There are many things that I like about the nonprofit sector. One of them, however, is not the fact that, by and large, it is risk averse. This must change if we want to survive and be the sector that people expect us to be—the sector that solves the problems of communities and individuals, that enriches all of our lives, and that, in so many ways, does the work that many don’t want to do.
If we continue simply to do the “same ole, same ole,” the many new hybrid structures that theoretically, allow for doing good while making good money will run us over and “win the race.” (Mark Zuckerberg, in a recent speech, referred to Facebook as a “mission-driven company,” suggesting, oh, don’t be ridiculous! Salesforce has backed off, thanks to great pressure to do so, from trying to trademark “social enterprise.” Seriously?)
It is yet to be proven whether doing good and making sufficient profit to keep investors satisfied is a sustainable model for solving society’s problems and addressing all of its needs; we do, however, know that doing good and making enough profit to reinvest in mission is sustainable—or at least it has been a sustainable model.
In part, our aversion to taking risk is easily understood. Most, if not all, of the risks that a nonprofit would need to take—starting a new program, expanding to serve a new population, building a new facility, hiring a new staff person for a not yet fully-sourced position, rebranding—require money. All too often, that money is donated to the organization as a result of some very hard work on the part of a good number of staff and volunteers. And even though that money is donated for unrestricted purposes, or the restricted purpose of that risky behavior, there is no message “on the package” that says, “Caution: your gift may end up supporting a program that does not achieve its intended outcomes, despite our best planning and best effort; but the good news is we will have tried something new. On the other hand, there is the chance that the program will be highly successful.” But don’t we all know that there is a chance of failure? Of course we do! But the fear for nonprofits is that a failure will mean future loss of a donor’s money. And that risk appears too great for most nonprofits to take.
But why? The cautionary message above is, after all, the same pitch, explicit or implicit, that is made to venture capitalists being urged to invest in a new overtly, for-profit business venture: “Give us your money; we may or may not be able to earn you a great return. But if not, we will have tried.” For-profit companies don’t hesitate to make the ask and accept the money of their donors; so, why do we? For-profit companies aren’t reluctant to ask people to invest in a risk; so, why are we?

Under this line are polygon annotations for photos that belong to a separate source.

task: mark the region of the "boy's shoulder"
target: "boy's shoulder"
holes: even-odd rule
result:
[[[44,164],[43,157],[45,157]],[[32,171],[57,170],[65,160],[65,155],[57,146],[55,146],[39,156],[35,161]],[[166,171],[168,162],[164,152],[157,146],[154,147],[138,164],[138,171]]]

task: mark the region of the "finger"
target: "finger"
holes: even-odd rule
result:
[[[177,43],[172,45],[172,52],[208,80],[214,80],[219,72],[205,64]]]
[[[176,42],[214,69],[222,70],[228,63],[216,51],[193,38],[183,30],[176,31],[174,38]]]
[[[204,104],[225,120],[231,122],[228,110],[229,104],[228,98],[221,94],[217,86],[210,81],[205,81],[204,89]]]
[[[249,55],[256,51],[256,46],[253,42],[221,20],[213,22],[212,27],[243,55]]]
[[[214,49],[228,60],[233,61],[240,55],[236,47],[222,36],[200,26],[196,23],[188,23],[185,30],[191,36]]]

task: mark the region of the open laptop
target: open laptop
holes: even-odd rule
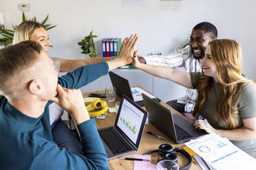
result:
[[[195,129],[191,123],[160,103],[142,94],[145,108],[149,112],[149,121],[177,143],[207,134],[203,130]]]
[[[140,88],[131,88],[128,80],[120,76],[119,75],[117,75],[112,71],[110,71],[109,74],[112,85],[116,88],[116,94],[119,97],[122,97],[122,95],[125,95],[130,99],[134,101],[134,102],[140,106],[144,106],[142,93],[149,96],[151,98],[153,98],[158,102],[161,101],[160,99],[151,95]]]
[[[98,130],[108,159],[138,150],[147,114],[133,101],[122,96],[114,126]]]

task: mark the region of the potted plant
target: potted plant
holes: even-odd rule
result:
[[[81,42],[78,42],[78,45],[81,46],[83,51],[81,53],[89,54],[91,58],[95,58],[97,56],[98,53],[95,48],[95,44],[94,42],[94,38],[98,37],[97,36],[92,35],[94,30],[90,32],[89,35],[85,36]]]
[[[57,26],[57,25],[52,26],[50,24],[47,24],[46,21],[47,21],[48,17],[49,17],[49,14],[47,14],[45,19],[41,23],[41,24],[43,25],[43,26],[45,28],[46,30],[48,30],[50,29],[54,28],[56,26]],[[24,22],[25,21],[36,21],[36,16],[34,16],[32,19],[28,19],[28,17],[25,16],[25,14],[23,12],[22,12],[22,22]],[[18,25],[12,25],[13,30],[8,29],[0,29],[0,34],[3,37],[3,38],[0,38],[1,45],[7,46],[8,45],[12,44],[13,36],[14,35],[15,29],[17,27]]]

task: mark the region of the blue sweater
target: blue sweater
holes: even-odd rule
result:
[[[78,88],[107,74],[106,62],[84,66],[58,78]],[[78,125],[83,155],[58,149],[52,141],[48,102],[39,118],[23,114],[0,96],[0,169],[109,169],[94,119]]]

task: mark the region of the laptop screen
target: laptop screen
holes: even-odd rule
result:
[[[115,126],[138,147],[147,116],[146,110],[131,99],[123,97],[119,107]]]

Is it simply that nonprofits are afraid to take the chance and ask? Or is trying something truly brand new (for them) simply too big a risk? I don’t often come across nonprofit boards willing to have a conversation on the topic of calculated risk. This despite the fact that more and more members of nonprofit boards come from the business world where calculated risk is frequently discussed, levels of risk calculated and decisions made as to where on the scale of risk tolerance should the company (relatively) safely put down anchor. Not happening in the nonprofit sector. It seems, increasingly, that the comparison that was routinely made—that small entrepreneurial businesses are more like nonprofits than they are like larger for-profits—no longer holds water. With the exception of the risk involved in starting a business or nonprofit, the two seem to be parting ways.
To a great extent, and increasingly so, funders must take a good size share of nonprofits’ fear of risk-taking. It is ironic that in this era where innovation (a term with no shared definition in the world of nonprofits—be it philanthropists or service providers) is the new philanthropic trend—where donors want to see new ideas, new ways of solving old problems—too many of these same philanthropists are demanding measurable proof of success from the outset.

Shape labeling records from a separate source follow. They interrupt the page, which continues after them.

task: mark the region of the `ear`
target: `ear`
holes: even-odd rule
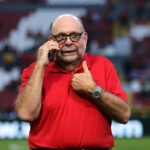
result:
[[[85,43],[87,44],[87,40],[88,40],[88,33],[87,32],[84,32],[84,40],[85,40]]]

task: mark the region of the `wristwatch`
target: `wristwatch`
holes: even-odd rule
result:
[[[94,99],[98,99],[98,98],[100,98],[100,94],[101,94],[101,87],[100,87],[100,86],[97,86],[96,90],[94,90],[94,91],[92,92],[92,97],[93,97]]]

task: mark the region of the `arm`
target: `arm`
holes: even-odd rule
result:
[[[97,84],[92,78],[90,71],[83,62],[84,73],[74,74],[71,85],[75,91],[82,91],[91,95],[97,88]],[[97,107],[104,112],[109,118],[119,123],[127,123],[130,117],[129,105],[120,97],[101,89],[101,94],[98,99],[91,99]]]
[[[48,53],[53,49],[59,50],[58,44],[54,41],[48,41],[38,49],[32,74],[17,96],[15,110],[18,117],[24,121],[34,121],[40,114],[43,74],[45,66],[49,63]]]

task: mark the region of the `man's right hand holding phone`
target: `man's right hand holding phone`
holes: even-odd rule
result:
[[[48,65],[50,61],[56,60],[56,51],[59,51],[59,44],[53,37],[50,37],[47,42],[41,45],[37,53],[37,63],[41,65]],[[50,54],[51,58],[48,57]]]

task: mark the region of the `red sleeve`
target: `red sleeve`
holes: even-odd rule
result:
[[[28,68],[23,70],[23,73],[21,75],[21,84],[20,84],[20,88],[19,88],[19,92],[21,92],[21,90],[24,88],[24,86],[26,85],[27,81],[30,78],[30,75],[32,73],[32,70],[34,68],[35,63],[31,64]],[[16,99],[14,100],[14,104],[16,102]]]
[[[121,86],[121,83],[118,78],[114,65],[110,61],[107,61],[105,65],[107,65],[106,68],[108,68],[106,70],[106,82],[107,82],[106,90],[122,98],[126,102],[128,102],[127,94],[122,89],[122,86]]]

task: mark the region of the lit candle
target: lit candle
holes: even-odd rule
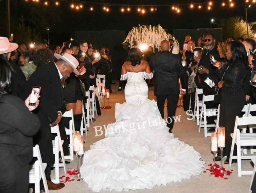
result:
[[[212,151],[213,152],[218,152],[218,141],[216,138],[212,139]]]
[[[78,152],[80,149],[79,144],[80,143],[79,140],[77,138],[75,138],[74,139],[74,141],[73,143],[73,148],[74,151],[75,152]]]
[[[79,147],[80,150],[78,152],[78,155],[84,155],[84,144],[82,144],[81,143],[79,143]]]
[[[105,96],[106,95],[106,91],[105,91],[105,88],[104,87],[102,87],[102,95]]]
[[[225,147],[225,136],[219,135],[218,137],[218,145],[219,147]]]

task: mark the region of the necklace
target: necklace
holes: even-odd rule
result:
[[[207,52],[206,53],[206,55],[207,55],[208,54],[208,53],[209,52],[210,52],[211,51],[211,50],[212,50],[212,49],[213,49],[213,48],[214,48],[214,46],[210,50],[207,50]]]

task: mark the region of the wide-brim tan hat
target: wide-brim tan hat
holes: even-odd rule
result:
[[[14,51],[18,47],[15,43],[10,43],[6,37],[0,37],[0,54]]]
[[[74,72],[77,75],[79,75],[79,73],[76,69],[76,68],[79,65],[79,63],[76,59],[71,54],[65,53],[62,56],[58,54],[54,54],[54,56],[58,60],[62,59],[65,60],[72,67],[74,70]]]

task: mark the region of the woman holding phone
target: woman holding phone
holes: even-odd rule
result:
[[[0,50],[6,45],[1,38]],[[33,155],[32,137],[40,125],[37,116],[30,112],[38,107],[39,101],[30,106],[31,95],[24,103],[10,94],[13,69],[5,58],[8,59],[18,45],[9,41],[5,43],[9,48],[0,52],[0,192],[27,192],[28,164]]]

“Before you even start, nonprofit, tell us how you will measure (read: make your best educated guess based on all of your homework to date) the success of this risky business in which you want us to invest, and then stick to that definition, regardless of what you discover as you move forward.” Yet, successful innovation is rarely linear; ask any scientist, researcher, inventor. You try, you take one step forward, then two backwards, then two forward—you know the drill. That is how we solve problems: we take risks, we make mistakes, we learn from mistakes, and we keep on plugging toward the goal. Getting to eventual success is not something that can fit into a common grant cycle. Nor is it something where we can promise a demonstration of positive impact at the end of every cycle. Where in here is an incentive to take risk?
And while many funders will say, “But let’s have a conversation; we want to understand why you didn’t produce the impact you said you would, and then we will consider whether you are a sound enough risk for us to take,” others are seeking ways to easily perform triage on the pool of applicants. The United Way of the National Capital Area recently announced that it would stop funding any nonprofit that did not raise $50,000 annually. To correlate an organization’s fundraising ability with its potential impact (and that is what United Way now says it is all about—having an impact) is as spurious logic as ever there was. It also puts fundraising above finding creative solutions to old problems.
The demand for achieving the set of hard and fast outcomes identified and defined before an innovative project begins (when all good outcomes should be defined), may, ironically, just be turning the few risk-taking nonprofits amongst us, while certainly discouraging the rest from even considering the possibility. Is this the death knoll for the sector?
The demand for outcomes just may be killing innovation.